Most large Internet companies have their own dedicated networks linking various wide areas that can be regions. In each area/region, the company has a POP (Point of Presence). The POP is a connection point for local people to connect the company's network. The incredible point here is that there isn’t a top network that takes over all the control. Instead, there are some large networks connecting to each other through what we call NAPs (Network Access Points). To clarify this, imagine that a company called I-provider is a popular ISP. In each city, I-provider has a POP. The point of presence in the cities is a rack full of specific network devices that the users connect to. I-provider own fiber optic lines leased to the phone company to link the POPs together.

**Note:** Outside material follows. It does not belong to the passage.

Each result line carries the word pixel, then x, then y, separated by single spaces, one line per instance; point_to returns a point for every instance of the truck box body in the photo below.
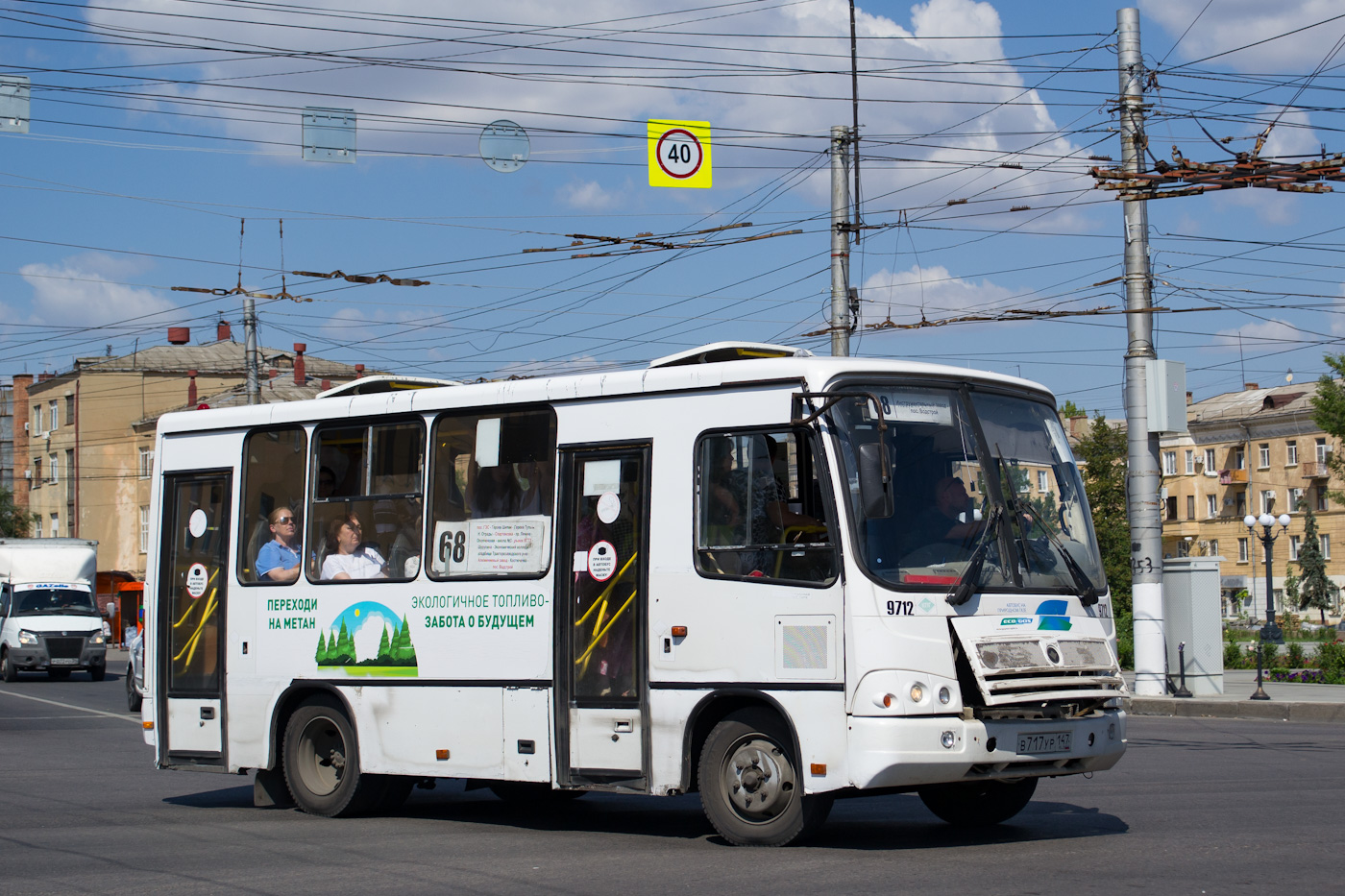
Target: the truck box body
pixel 49 619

Imagine that there’s a second company called N-ISP and it’s a corporate service provider. N-ISP builds N-ISP in some cities and corporations place their Internet server devices in these locations. N-ISP is a large corporation that has its own fiber optic lines between its N-ISP so that they are all connected together.
This way, all of I-provider clients can communicate between themselves, and all of N-ISP clients can communicate to each other, but there is no way for I-provider clients and N-ISP clients to intercommunicate. So, both companies connect to network access points in different cities, and data between the two companies is transmitted between the networks at the network access points.
In the real world, a lot of ISPs connect at NAPs in a variety of places, and a big amount of data moves between the networks at these intersections. The Internet is a compilation of enormous commercial networks that intercommunicate at the network access points. With this system, every network device on the Internet connects to every other.